Hydrogen oxidation reaction in a Pt-catalyzed gas diffusion electrode in alkaline medium

The oxidation of H-2 to water on commercial platinum catalyzed carbon-polytetrafluoroethylene gas diffusion electrode (GDE) has been studied in deoxygenated aqueous solutions with KOH concentrations in the range 1.0-6.0 mol dm(-3). The H2O vertical bar H-2 couple behaves reversibly in open circuit, closely following the Nernst equation.

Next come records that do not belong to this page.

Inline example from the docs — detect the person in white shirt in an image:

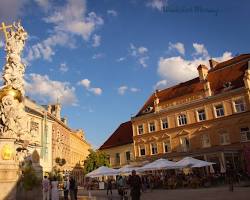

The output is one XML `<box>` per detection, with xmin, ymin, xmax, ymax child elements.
<box><xmin>42</xmin><ymin>176</ymin><xmax>50</xmax><ymax>200</ymax></box>
<box><xmin>63</xmin><ymin>177</ymin><xmax>69</xmax><ymax>200</ymax></box>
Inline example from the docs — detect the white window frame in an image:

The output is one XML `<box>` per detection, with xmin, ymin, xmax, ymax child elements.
<box><xmin>162</xmin><ymin>139</ymin><xmax>172</xmax><ymax>153</ymax></box>
<box><xmin>139</xmin><ymin>145</ymin><xmax>146</xmax><ymax>157</ymax></box>
<box><xmin>177</xmin><ymin>113</ymin><xmax>188</xmax><ymax>126</ymax></box>
<box><xmin>233</xmin><ymin>97</ymin><xmax>246</xmax><ymax>113</ymax></box>
<box><xmin>180</xmin><ymin>136</ymin><xmax>190</xmax><ymax>152</ymax></box>
<box><xmin>220</xmin><ymin>131</ymin><xmax>231</xmax><ymax>145</ymax></box>
<box><xmin>240</xmin><ymin>126</ymin><xmax>250</xmax><ymax>142</ymax></box>
<box><xmin>214</xmin><ymin>103</ymin><xmax>225</xmax><ymax>118</ymax></box>
<box><xmin>148</xmin><ymin>122</ymin><xmax>156</xmax><ymax>133</ymax></box>
<box><xmin>150</xmin><ymin>143</ymin><xmax>158</xmax><ymax>155</ymax></box>
<box><xmin>137</xmin><ymin>124</ymin><xmax>144</xmax><ymax>135</ymax></box>
<box><xmin>201</xmin><ymin>133</ymin><xmax>211</xmax><ymax>148</ymax></box>
<box><xmin>196</xmin><ymin>108</ymin><xmax>207</xmax><ymax>122</ymax></box>
<box><xmin>161</xmin><ymin>117</ymin><xmax>169</xmax><ymax>130</ymax></box>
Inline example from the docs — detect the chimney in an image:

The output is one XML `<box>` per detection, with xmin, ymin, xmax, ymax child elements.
<box><xmin>61</xmin><ymin>117</ymin><xmax>68</xmax><ymax>125</ymax></box>
<box><xmin>209</xmin><ymin>59</ymin><xmax>219</xmax><ymax>69</ymax></box>
<box><xmin>47</xmin><ymin>105</ymin><xmax>52</xmax><ymax>114</ymax></box>
<box><xmin>55</xmin><ymin>103</ymin><xmax>62</xmax><ymax>120</ymax></box>
<box><xmin>243</xmin><ymin>60</ymin><xmax>250</xmax><ymax>90</ymax></box>
<box><xmin>197</xmin><ymin>65</ymin><xmax>208</xmax><ymax>81</ymax></box>
<box><xmin>154</xmin><ymin>90</ymin><xmax>160</xmax><ymax>112</ymax></box>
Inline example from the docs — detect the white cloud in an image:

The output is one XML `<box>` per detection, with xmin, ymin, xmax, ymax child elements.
<box><xmin>0</xmin><ymin>40</ymin><xmax>4</xmax><ymax>48</ymax></box>
<box><xmin>45</xmin><ymin>0</ymin><xmax>104</xmax><ymax>40</ymax></box>
<box><xmin>138</xmin><ymin>56</ymin><xmax>148</xmax><ymax>67</ymax></box>
<box><xmin>130</xmin><ymin>87</ymin><xmax>140</xmax><ymax>92</ymax></box>
<box><xmin>154</xmin><ymin>80</ymin><xmax>167</xmax><ymax>90</ymax></box>
<box><xmin>35</xmin><ymin>0</ymin><xmax>50</xmax><ymax>11</ymax></box>
<box><xmin>92</xmin><ymin>53</ymin><xmax>104</xmax><ymax>60</ymax></box>
<box><xmin>129</xmin><ymin>43</ymin><xmax>149</xmax><ymax>67</ymax></box>
<box><xmin>118</xmin><ymin>85</ymin><xmax>140</xmax><ymax>95</ymax></box>
<box><xmin>92</xmin><ymin>34</ymin><xmax>101</xmax><ymax>47</ymax></box>
<box><xmin>25</xmin><ymin>0</ymin><xmax>104</xmax><ymax>63</ymax></box>
<box><xmin>107</xmin><ymin>10</ymin><xmax>118</xmax><ymax>17</ymax></box>
<box><xmin>25</xmin><ymin>32</ymin><xmax>74</xmax><ymax>63</ymax></box>
<box><xmin>138</xmin><ymin>47</ymin><xmax>148</xmax><ymax>54</ymax></box>
<box><xmin>59</xmin><ymin>63</ymin><xmax>69</xmax><ymax>73</ymax></box>
<box><xmin>78</xmin><ymin>79</ymin><xmax>102</xmax><ymax>95</ymax></box>
<box><xmin>193</xmin><ymin>43</ymin><xmax>208</xmax><ymax>57</ymax></box>
<box><xmin>146</xmin><ymin>0</ymin><xmax>167</xmax><ymax>11</ymax></box>
<box><xmin>168</xmin><ymin>42</ymin><xmax>185</xmax><ymax>55</ymax></box>
<box><xmin>79</xmin><ymin>78</ymin><xmax>90</xmax><ymax>89</ymax></box>
<box><xmin>116</xmin><ymin>57</ymin><xmax>126</xmax><ymax>62</ymax></box>
<box><xmin>157</xmin><ymin>43</ymin><xmax>232</xmax><ymax>82</ymax></box>
<box><xmin>118</xmin><ymin>85</ymin><xmax>128</xmax><ymax>95</ymax></box>
<box><xmin>25</xmin><ymin>74</ymin><xmax>77</xmax><ymax>105</ymax></box>
<box><xmin>0</xmin><ymin>0</ymin><xmax>29</xmax><ymax>23</ymax></box>
<box><xmin>89</xmin><ymin>88</ymin><xmax>102</xmax><ymax>95</ymax></box>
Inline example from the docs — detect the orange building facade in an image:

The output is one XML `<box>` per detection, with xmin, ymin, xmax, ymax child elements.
<box><xmin>131</xmin><ymin>54</ymin><xmax>250</xmax><ymax>171</ymax></box>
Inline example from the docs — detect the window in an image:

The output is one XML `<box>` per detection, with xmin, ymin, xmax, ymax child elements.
<box><xmin>126</xmin><ymin>151</ymin><xmax>130</xmax><ymax>161</ymax></box>
<box><xmin>161</xmin><ymin>119</ymin><xmax>168</xmax><ymax>129</ymax></box>
<box><xmin>220</xmin><ymin>132</ymin><xmax>230</xmax><ymax>145</ymax></box>
<box><xmin>215</xmin><ymin>104</ymin><xmax>224</xmax><ymax>117</ymax></box>
<box><xmin>115</xmin><ymin>153</ymin><xmax>120</xmax><ymax>165</ymax></box>
<box><xmin>240</xmin><ymin>127</ymin><xmax>250</xmax><ymax>142</ymax></box>
<box><xmin>138</xmin><ymin>124</ymin><xmax>143</xmax><ymax>135</ymax></box>
<box><xmin>201</xmin><ymin>134</ymin><xmax>211</xmax><ymax>147</ymax></box>
<box><xmin>197</xmin><ymin>109</ymin><xmax>206</xmax><ymax>121</ymax></box>
<box><xmin>180</xmin><ymin>137</ymin><xmax>190</xmax><ymax>151</ymax></box>
<box><xmin>234</xmin><ymin>99</ymin><xmax>245</xmax><ymax>113</ymax></box>
<box><xmin>178</xmin><ymin>114</ymin><xmax>187</xmax><ymax>126</ymax></box>
<box><xmin>163</xmin><ymin>140</ymin><xmax>171</xmax><ymax>153</ymax></box>
<box><xmin>151</xmin><ymin>143</ymin><xmax>157</xmax><ymax>155</ymax></box>
<box><xmin>149</xmin><ymin>122</ymin><xmax>155</xmax><ymax>132</ymax></box>
<box><xmin>140</xmin><ymin>146</ymin><xmax>146</xmax><ymax>156</ymax></box>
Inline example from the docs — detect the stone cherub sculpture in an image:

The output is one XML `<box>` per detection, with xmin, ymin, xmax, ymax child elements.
<box><xmin>0</xmin><ymin>22</ymin><xmax>29</xmax><ymax>140</ymax></box>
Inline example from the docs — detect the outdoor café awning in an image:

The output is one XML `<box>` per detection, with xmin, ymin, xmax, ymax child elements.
<box><xmin>138</xmin><ymin>158</ymin><xmax>175</xmax><ymax>172</ymax></box>
<box><xmin>175</xmin><ymin>157</ymin><xmax>215</xmax><ymax>168</ymax></box>
<box><xmin>86</xmin><ymin>166</ymin><xmax>119</xmax><ymax>178</ymax></box>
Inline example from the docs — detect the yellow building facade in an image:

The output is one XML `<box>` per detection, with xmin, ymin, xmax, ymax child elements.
<box><xmin>131</xmin><ymin>54</ymin><xmax>250</xmax><ymax>171</ymax></box>
<box><xmin>99</xmin><ymin>121</ymin><xmax>134</xmax><ymax>168</ymax></box>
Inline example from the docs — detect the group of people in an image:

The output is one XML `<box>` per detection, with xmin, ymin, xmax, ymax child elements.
<box><xmin>107</xmin><ymin>170</ymin><xmax>142</xmax><ymax>200</ymax></box>
<box><xmin>42</xmin><ymin>176</ymin><xmax>78</xmax><ymax>200</ymax></box>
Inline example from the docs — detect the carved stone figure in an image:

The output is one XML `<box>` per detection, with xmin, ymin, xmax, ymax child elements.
<box><xmin>0</xmin><ymin>22</ymin><xmax>32</xmax><ymax>143</ymax></box>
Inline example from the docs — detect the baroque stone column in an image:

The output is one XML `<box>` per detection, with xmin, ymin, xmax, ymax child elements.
<box><xmin>0</xmin><ymin>23</ymin><xmax>30</xmax><ymax>200</ymax></box>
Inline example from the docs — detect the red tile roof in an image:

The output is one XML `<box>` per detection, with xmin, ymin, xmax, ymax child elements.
<box><xmin>99</xmin><ymin>121</ymin><xmax>133</xmax><ymax>150</ymax></box>
<box><xmin>136</xmin><ymin>54</ymin><xmax>250</xmax><ymax>116</ymax></box>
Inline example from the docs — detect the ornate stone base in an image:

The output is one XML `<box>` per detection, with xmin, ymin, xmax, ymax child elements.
<box><xmin>0</xmin><ymin>138</ymin><xmax>19</xmax><ymax>200</ymax></box>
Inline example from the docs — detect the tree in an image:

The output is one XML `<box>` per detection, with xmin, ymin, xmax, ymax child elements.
<box><xmin>83</xmin><ymin>149</ymin><xmax>109</xmax><ymax>174</ymax></box>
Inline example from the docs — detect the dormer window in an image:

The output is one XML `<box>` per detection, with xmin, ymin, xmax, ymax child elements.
<box><xmin>223</xmin><ymin>81</ymin><xmax>232</xmax><ymax>90</ymax></box>
<box><xmin>143</xmin><ymin>106</ymin><xmax>153</xmax><ymax>113</ymax></box>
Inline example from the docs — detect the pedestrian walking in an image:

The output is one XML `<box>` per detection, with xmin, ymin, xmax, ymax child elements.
<box><xmin>63</xmin><ymin>177</ymin><xmax>69</xmax><ymax>200</ymax></box>
<box><xmin>128</xmin><ymin>170</ymin><xmax>142</xmax><ymax>200</ymax></box>
<box><xmin>107</xmin><ymin>178</ymin><xmax>112</xmax><ymax>195</ymax></box>
<box><xmin>42</xmin><ymin>176</ymin><xmax>50</xmax><ymax>200</ymax></box>
<box><xmin>69</xmin><ymin>176</ymin><xmax>76</xmax><ymax>200</ymax></box>
<box><xmin>51</xmin><ymin>176</ymin><xmax>59</xmax><ymax>200</ymax></box>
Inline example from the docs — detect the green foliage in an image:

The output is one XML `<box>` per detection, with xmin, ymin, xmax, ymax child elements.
<box><xmin>21</xmin><ymin>161</ymin><xmax>41</xmax><ymax>191</ymax></box>
<box><xmin>83</xmin><ymin>149</ymin><xmax>109</xmax><ymax>174</ymax></box>
<box><xmin>55</xmin><ymin>157</ymin><xmax>66</xmax><ymax>167</ymax></box>
<box><xmin>49</xmin><ymin>167</ymin><xmax>63</xmax><ymax>181</ymax></box>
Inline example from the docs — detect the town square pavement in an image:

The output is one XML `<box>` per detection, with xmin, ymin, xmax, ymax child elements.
<box><xmin>78</xmin><ymin>187</ymin><xmax>250</xmax><ymax>200</ymax></box>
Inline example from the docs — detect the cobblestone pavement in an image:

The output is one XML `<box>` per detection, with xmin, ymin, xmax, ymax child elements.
<box><xmin>78</xmin><ymin>187</ymin><xmax>250</xmax><ymax>200</ymax></box>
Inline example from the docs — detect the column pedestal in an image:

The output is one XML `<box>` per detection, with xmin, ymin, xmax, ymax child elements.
<box><xmin>0</xmin><ymin>138</ymin><xmax>19</xmax><ymax>200</ymax></box>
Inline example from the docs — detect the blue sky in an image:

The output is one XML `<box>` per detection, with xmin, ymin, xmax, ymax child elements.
<box><xmin>0</xmin><ymin>0</ymin><xmax>250</xmax><ymax>147</ymax></box>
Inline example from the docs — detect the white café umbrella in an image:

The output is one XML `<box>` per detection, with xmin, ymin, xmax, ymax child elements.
<box><xmin>138</xmin><ymin>158</ymin><xmax>175</xmax><ymax>172</ymax></box>
<box><xmin>175</xmin><ymin>157</ymin><xmax>215</xmax><ymax>168</ymax></box>
<box><xmin>118</xmin><ymin>165</ymin><xmax>139</xmax><ymax>174</ymax></box>
<box><xmin>86</xmin><ymin>166</ymin><xmax>118</xmax><ymax>178</ymax></box>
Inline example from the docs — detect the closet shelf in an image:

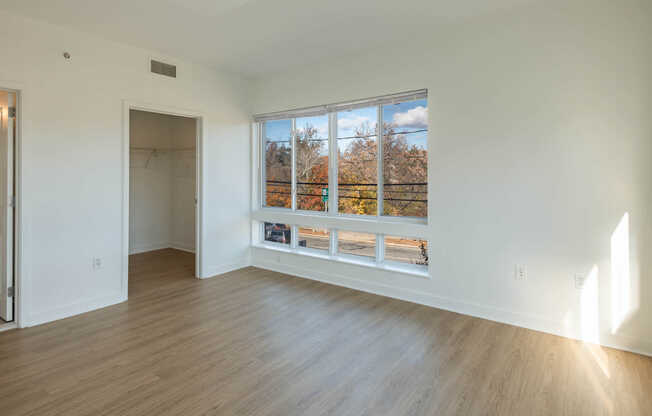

A semiempirical equation in agreement with a Tafel-Volmer mechanism, accounting for diffusion, adsorption, inhibition, charge transfer, and ohmic-type drop in the wetted electrode pores, has been developed to quantitatively explain the steady-state linear sweep voltammograms for the different media, temperatures, and feeding hydrogen partial pressures tested. Charge transfer is also slow at high overpotentials except for 1.0 mol dm(-3) KOH. The micropolarization in the current-potential region around the reversible potential has been interpreted considering the Tafel reaction as the rate-determining step. The decay in exchange current density and the increase in activation energy both, at the reversible potential and high overpotentials, with raising KOH concentration has been ascribed to the increasing blocking and energetic effect of adsorbed hydroxyl species. The results of the activation energies suggest that the reactive Pt(110) faces are dominant in the dispersed Pt particles of the GDE. (c) 2005 The Electrochemical Society.